Crossings colleague Bob Bertram once preached on this text and moved Mark’s “ochlos” imagery to God himself. Since God seems to be so partial to widows, mused Bob, maybe God is a widow too. And in “offering up his only son,” God “put in everything he had, God’s entire life.” This offering (ala Hebrews) “before God’s heavenly temple” Jesus makes so that sinners, penniless widows all of us when we become “sinners in truth,” might ourselves “live on” [accent on “on”.] And then while living on, we will “live on” [accent on “live”] God’s give-it-all-away offering. But this puts us already into stages 5 and 6.

STAGE 5 When sinners receive that offering–call it faith–they live, and not die, and they live on and from it as it becomes their heart’s desire. Or expressed in a line from yesterday’s Reformation Day pericopes: “The person justified by faith shall live.”

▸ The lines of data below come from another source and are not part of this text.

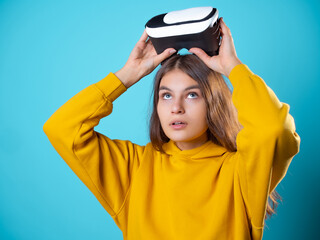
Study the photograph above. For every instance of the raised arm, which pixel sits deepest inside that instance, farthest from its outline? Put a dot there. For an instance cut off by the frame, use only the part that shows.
(267, 142)
(105, 166)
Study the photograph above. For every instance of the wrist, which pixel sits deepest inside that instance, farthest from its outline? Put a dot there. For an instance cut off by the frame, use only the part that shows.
(126, 76)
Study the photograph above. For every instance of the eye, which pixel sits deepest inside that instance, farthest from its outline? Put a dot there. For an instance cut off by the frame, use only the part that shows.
(192, 95)
(166, 96)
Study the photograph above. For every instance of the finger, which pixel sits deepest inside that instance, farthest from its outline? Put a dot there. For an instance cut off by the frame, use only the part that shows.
(201, 54)
(162, 56)
(225, 30)
(143, 37)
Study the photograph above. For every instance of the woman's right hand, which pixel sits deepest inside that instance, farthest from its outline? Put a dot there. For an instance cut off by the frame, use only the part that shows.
(142, 61)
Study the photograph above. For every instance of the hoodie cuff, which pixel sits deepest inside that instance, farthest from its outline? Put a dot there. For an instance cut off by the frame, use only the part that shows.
(111, 87)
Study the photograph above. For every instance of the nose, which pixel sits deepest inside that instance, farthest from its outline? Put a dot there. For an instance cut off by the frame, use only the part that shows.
(177, 107)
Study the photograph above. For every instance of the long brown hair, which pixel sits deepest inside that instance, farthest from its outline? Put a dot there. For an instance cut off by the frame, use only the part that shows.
(222, 120)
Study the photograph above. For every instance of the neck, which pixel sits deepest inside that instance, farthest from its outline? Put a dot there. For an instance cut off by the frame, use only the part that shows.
(192, 144)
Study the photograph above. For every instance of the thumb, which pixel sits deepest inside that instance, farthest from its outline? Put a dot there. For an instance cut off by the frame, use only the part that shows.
(201, 54)
(162, 56)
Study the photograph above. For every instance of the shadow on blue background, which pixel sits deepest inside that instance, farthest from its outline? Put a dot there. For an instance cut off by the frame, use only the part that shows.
(50, 50)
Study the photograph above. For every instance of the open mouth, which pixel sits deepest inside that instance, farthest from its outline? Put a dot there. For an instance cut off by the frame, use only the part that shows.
(177, 123)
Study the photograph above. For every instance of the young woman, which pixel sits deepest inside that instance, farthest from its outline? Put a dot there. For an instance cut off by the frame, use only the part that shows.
(214, 157)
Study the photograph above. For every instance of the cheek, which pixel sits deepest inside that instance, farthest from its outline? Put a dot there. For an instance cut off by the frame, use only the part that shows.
(161, 111)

STAGE 6 To live that way is to practice the widow’s largesse, to give our lives away. RSV translates Jesus’ words about her gift as: “all that she had to live on.” Literally the text says: “her entire life.” Even so, the “ochlos” character of her giving “out of her poverty” comes home when you check the cash value of her two copper coins. It’s one-sixty-fourth of a day’s wages. That will not make much of a dent in temple repairs or staff salaries. But if the one who owns the temple (and thus manages the treasury too) says it’s “the most,” who are we to argue?

Peace & Joy! Ed


P.S. Crossings prez, Mike Hoy, relays to me from the states that he received an inquiry from Simon & Schuster about publishing this stuff via their print medium. What do you cyber-buffs think of that? Would any of you buy it? Would anybody else?